While such procedures may be useful in certain aspects of vascular surgery in which vasoocclusive devices are used, the weakness of the vasculature and the tortuosity of the neurovasculature places limits on the applicability of such stents in procedures to repair neurovascular defects. Furthermore, the use of placement techniques, such as balloons or mechanical expansions of the type often found to be useful in cardiac surgery, are relatively less useful in vasoocclusive surgery, particularly when tiny vessels, such as those found in the brain, are to be treated. Hence, those skilled in the art have recognized a need for a stent compatible with techniques in vasoocclusive treatment of neurovascular defects that provides selective reinforcement in the vicinity of a neurovascular defect, while avoiding any unnecessary trauma or risk of rupture to the blood vessel.
Braided stents are typically formed from a plurality of elongate members, such as two or more metal wires, or polymeric fibers or strands of material, for example, and can be very useful in treatment of neurovascular defects.

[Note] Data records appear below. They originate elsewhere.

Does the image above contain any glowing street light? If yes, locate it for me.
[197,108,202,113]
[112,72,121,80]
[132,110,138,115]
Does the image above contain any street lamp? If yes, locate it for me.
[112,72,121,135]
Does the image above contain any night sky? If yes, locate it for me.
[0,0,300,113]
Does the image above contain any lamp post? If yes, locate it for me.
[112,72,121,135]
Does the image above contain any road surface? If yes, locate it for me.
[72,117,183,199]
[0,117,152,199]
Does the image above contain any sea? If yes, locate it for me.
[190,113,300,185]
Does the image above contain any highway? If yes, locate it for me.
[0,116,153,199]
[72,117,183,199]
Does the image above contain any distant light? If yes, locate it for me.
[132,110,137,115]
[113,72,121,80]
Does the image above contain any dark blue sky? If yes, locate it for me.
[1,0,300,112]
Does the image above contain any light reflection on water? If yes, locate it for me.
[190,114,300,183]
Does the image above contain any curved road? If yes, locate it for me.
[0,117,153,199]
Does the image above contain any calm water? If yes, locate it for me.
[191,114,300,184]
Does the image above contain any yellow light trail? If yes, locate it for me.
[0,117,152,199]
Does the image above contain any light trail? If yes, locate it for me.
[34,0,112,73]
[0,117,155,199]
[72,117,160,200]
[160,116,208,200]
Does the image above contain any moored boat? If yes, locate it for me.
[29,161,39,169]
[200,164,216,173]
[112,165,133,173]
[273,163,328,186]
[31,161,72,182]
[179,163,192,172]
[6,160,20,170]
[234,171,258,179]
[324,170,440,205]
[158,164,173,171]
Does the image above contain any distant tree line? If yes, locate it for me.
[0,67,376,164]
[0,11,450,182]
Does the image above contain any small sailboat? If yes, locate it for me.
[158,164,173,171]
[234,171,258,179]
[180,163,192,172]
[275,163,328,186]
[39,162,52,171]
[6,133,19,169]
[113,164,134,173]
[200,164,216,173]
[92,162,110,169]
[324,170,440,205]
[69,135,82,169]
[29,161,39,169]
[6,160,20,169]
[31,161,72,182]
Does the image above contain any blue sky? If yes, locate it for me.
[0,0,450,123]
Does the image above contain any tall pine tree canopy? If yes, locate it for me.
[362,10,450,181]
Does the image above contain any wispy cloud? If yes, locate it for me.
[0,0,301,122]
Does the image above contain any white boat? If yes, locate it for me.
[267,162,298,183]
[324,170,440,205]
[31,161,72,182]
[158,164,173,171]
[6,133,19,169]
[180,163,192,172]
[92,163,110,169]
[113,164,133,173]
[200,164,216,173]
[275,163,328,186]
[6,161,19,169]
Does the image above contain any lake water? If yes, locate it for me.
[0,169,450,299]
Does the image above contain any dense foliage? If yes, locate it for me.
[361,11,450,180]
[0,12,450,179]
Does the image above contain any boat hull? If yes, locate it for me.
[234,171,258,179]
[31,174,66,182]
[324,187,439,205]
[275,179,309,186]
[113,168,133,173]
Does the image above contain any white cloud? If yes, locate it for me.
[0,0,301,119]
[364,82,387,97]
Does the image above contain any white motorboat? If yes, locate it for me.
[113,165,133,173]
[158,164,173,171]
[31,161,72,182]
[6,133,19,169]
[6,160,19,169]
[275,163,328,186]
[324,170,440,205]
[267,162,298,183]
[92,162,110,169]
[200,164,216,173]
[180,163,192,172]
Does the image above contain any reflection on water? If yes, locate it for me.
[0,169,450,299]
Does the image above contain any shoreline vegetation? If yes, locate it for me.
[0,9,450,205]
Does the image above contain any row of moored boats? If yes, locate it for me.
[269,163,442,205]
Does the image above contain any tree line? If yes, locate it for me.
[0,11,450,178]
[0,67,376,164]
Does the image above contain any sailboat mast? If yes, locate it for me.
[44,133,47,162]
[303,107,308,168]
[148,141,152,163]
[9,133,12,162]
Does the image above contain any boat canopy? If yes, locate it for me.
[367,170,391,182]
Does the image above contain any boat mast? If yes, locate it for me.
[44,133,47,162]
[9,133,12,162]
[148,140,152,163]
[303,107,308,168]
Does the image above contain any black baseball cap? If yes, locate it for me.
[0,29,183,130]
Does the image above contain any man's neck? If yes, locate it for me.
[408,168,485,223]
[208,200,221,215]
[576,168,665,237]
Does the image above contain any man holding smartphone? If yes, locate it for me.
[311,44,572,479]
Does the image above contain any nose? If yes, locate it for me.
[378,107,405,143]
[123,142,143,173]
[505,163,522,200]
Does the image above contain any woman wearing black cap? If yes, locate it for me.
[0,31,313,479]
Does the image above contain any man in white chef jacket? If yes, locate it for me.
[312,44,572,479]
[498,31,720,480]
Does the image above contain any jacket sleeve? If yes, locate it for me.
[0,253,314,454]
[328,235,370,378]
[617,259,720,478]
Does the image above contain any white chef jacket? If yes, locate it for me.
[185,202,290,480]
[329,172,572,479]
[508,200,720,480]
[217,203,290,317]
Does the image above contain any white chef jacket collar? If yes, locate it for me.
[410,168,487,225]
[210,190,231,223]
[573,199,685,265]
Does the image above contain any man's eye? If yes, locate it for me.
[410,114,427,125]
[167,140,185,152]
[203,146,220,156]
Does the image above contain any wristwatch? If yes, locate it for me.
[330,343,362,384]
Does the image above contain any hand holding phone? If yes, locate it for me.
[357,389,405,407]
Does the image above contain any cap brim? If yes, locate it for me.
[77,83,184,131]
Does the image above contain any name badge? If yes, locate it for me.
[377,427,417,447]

However, one of the problems in deploying a self-expanding braided stent in a body lumen is activation of the initially expanding end, typically the distal end of the braided stent, to fully open. It is important that the initially expanding end should open fully, easily, and quickly, so that the rest of the length of self-expanding braided stent can be deployed, using the initially expanding end as an anchor point.
Stents made of braided wire also commonly have a high internal friction that resists the inherent radial expansion force of the self-expanding braided stent to open, particularly resisting opening of the initially expanding end, which can cause problems in anchoring and deployment of such self-expanding braided stents. Current self-expanding braided stents are commonly not optimal because they depend solely on their material, dimension, cell design, and internal friction to expand. Deployment of such self-expanding braided stents commonly require extra manipulation by a user to fully open the self-expanding braided stents, which affects placement accuracy and adds risk to the procedure. The deployment and fixation of the distal end of a self-expanding braided stent is necessary for the proper alignment and positioning of the remainder of the stent body.
It would be desirable to provide an expansion ring that can be attached to an end of a braided stent to insure that the braided stent will fully expand during delivery of the braided stent to a treatment site once the braided stent is unconstrained by a delivery microcatheter. It would be desirable to provide an expansion ring with a design that simplifies the attachment of the expansion ring to a braided stent. The present invention meets these and other needs.